Cal Thorpe
August 29th, 2006, 05:03 PM
Does any one else get this error when trying to speed up or slow down a clip?
"Uable to complete command. A conflict occured during a trim operation."
Any ideas?
Thanks
Daniel Stevenson
August 30th, 2006, 06:13 AM
yep I get this all the time. It happens to me when the clip butts up against the clip before it and the clip following it.
Drag the clip to the end of your sequence (so it sits alone with no clips either side of it) and change the speed there with no fades or anything attached. Then drag it back into the timeline and adjust all your other clips accordingly.

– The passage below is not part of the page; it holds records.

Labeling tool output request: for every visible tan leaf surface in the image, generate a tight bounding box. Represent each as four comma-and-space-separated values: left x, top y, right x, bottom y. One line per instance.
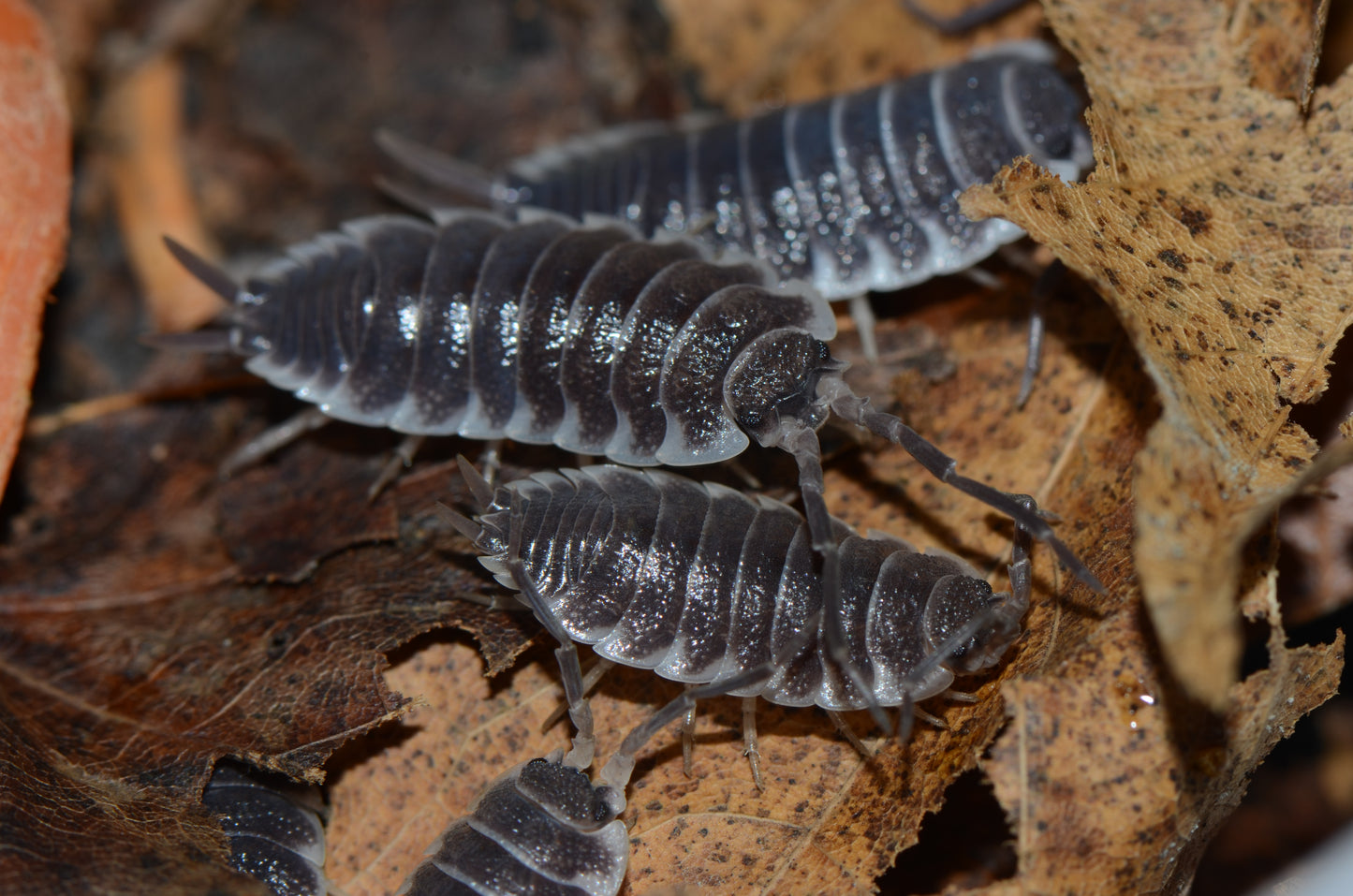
984, 630, 1344, 896
0, 404, 522, 895
964, 1, 1353, 708
659, 0, 1043, 115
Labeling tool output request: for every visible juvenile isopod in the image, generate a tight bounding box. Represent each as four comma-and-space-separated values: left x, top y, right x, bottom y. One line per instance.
379, 42, 1092, 357
201, 760, 329, 896
447, 463, 1033, 785
396, 611, 979, 896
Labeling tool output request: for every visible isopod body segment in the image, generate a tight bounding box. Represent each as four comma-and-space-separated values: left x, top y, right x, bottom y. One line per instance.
201, 762, 329, 896
380, 42, 1092, 299
452, 465, 1030, 711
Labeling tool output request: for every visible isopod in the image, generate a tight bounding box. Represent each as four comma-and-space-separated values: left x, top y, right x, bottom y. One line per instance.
447, 463, 1031, 785
396, 617, 925, 896
169, 210, 1103, 730
201, 762, 329, 896
169, 210, 1101, 589
379, 42, 1094, 311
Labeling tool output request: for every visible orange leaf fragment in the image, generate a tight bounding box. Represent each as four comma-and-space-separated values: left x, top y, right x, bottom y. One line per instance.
0, 0, 70, 492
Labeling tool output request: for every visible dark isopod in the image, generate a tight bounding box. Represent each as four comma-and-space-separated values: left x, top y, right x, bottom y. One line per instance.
448, 464, 1030, 784
380, 42, 1092, 305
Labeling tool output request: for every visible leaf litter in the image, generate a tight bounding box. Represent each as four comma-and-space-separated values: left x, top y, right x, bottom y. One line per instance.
0, 0, 1342, 895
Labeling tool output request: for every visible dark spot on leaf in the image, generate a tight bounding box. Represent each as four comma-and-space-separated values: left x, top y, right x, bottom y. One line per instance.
1155, 249, 1188, 273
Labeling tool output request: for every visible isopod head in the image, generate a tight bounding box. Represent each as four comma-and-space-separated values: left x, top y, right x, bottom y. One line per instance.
921, 575, 1028, 675
517, 754, 625, 831
724, 328, 846, 446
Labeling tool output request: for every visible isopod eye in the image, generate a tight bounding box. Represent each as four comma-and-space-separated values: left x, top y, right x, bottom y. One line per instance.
517, 759, 625, 830
724, 328, 842, 446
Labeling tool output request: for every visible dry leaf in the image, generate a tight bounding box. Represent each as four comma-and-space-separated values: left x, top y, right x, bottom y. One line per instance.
319, 273, 1146, 896
964, 1, 1353, 708
0, 0, 1341, 896
0, 0, 70, 494
660, 0, 1043, 115
0, 406, 523, 893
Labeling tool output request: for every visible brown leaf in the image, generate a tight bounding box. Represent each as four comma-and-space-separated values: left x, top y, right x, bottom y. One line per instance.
319, 268, 1144, 896
0, 404, 523, 893
964, 1, 1353, 708
660, 0, 1042, 115
0, 0, 70, 494
984, 631, 1344, 895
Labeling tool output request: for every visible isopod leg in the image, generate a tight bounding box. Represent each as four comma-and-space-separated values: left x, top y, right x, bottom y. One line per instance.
1015, 260, 1066, 407
596, 632, 809, 793
781, 425, 891, 731
824, 380, 1104, 595
507, 492, 596, 769
221, 407, 331, 479
681, 686, 696, 778
743, 697, 766, 792
540, 656, 615, 734
827, 710, 874, 759
367, 435, 426, 504
849, 295, 878, 364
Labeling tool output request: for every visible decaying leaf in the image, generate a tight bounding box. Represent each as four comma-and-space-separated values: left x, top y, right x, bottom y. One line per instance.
984, 624, 1344, 895
964, 1, 1353, 708
0, 404, 522, 893
319, 271, 1146, 896
660, 0, 1042, 115
0, 0, 70, 494
0, 0, 1342, 896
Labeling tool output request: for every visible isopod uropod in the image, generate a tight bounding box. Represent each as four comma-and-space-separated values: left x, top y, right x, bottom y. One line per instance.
447, 464, 1030, 784
201, 762, 329, 896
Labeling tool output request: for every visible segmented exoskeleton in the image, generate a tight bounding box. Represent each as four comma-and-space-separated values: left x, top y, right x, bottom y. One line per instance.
380, 42, 1092, 307
201, 762, 329, 896
170, 210, 1101, 736
396, 624, 865, 896
448, 464, 1030, 784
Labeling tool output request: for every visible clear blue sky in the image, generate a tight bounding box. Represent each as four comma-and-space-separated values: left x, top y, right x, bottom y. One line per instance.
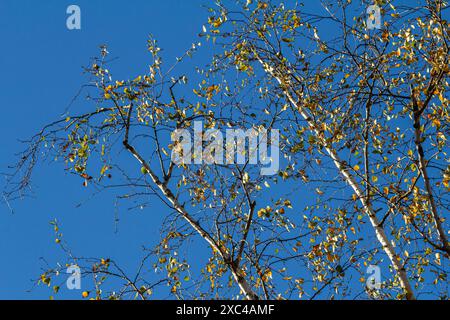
0, 0, 436, 299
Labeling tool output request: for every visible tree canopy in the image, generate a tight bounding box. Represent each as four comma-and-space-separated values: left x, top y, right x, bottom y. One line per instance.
7, 0, 450, 299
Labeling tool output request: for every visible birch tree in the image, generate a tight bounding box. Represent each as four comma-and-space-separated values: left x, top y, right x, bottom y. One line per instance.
7, 0, 450, 300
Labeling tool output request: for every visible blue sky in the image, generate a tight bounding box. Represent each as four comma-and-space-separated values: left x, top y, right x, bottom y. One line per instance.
0, 0, 213, 299
0, 0, 440, 299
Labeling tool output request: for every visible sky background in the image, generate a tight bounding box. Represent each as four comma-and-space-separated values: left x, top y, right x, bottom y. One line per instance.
0, 0, 432, 299
0, 0, 216, 299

I don't know why it happens, changing the speed of the clip seems to be too big a task when it comes to computing the new transition from/to the sped up clip straight into another clip.
Cal Thorpe
August 30th, 2006, 10:19 AM
Thanks for the reply. Yeah, I just figured this out yesterday. When you change the speed of a clip it either pushes forward everything after it (for slo-mo) or pulls everything back (for speed up), but if you're dealing with multiple clips and you don't have room on a track for the movement then you're going to get that error. My work around was to push it up to a new track and lock everything else down.
Peace!
Les Wilson
September 2nd, 2006, 06:36 AM
Another technique is to create a "scratch sequence with the same properties as your main timeline. You can copy the clip from your main timeline to the Scratch sequence, edit, and copy it back. It will stay in the same relative track.
Nick Weeks
September 2nd, 2006, 07:11 AM
Thanks for the reply. Yeah, I just figured this out yesterday. When you change the speed of a clip it either pushes forward everything after it (for slo-mo) or pulls everything back (for speed up), but if you're dealing with multiple clips and you don't have room on a track for the movement then you're going to get that error. My work around was to push it up to a new track and lock everything else down.
Peace!
I've been wondering if there's a way to turn this feature off? There are many times I want to slow down or speed up a clip, but I have to make another track lock all other tracks, etc. It gets old if you have to do a good handful of clips. Anyone?
Cal Thorpe
September 2nd, 2006, 01:12 PM
Yeah, I think that scratch sequence is a good idea. I don't want to able able to turn the warning off just in case I overwrite something in the process. If I have a project were I'm doing a lot of speed changes I'm going to do the scratch thing. Good tip.
Nate Schmidt
September 5th, 2006, 07:16 PM
http://rippletraining.com/movies/kenstone/fcp_speed_960.mov
Brillinat technique! you can change speed without changing duraion of your clip.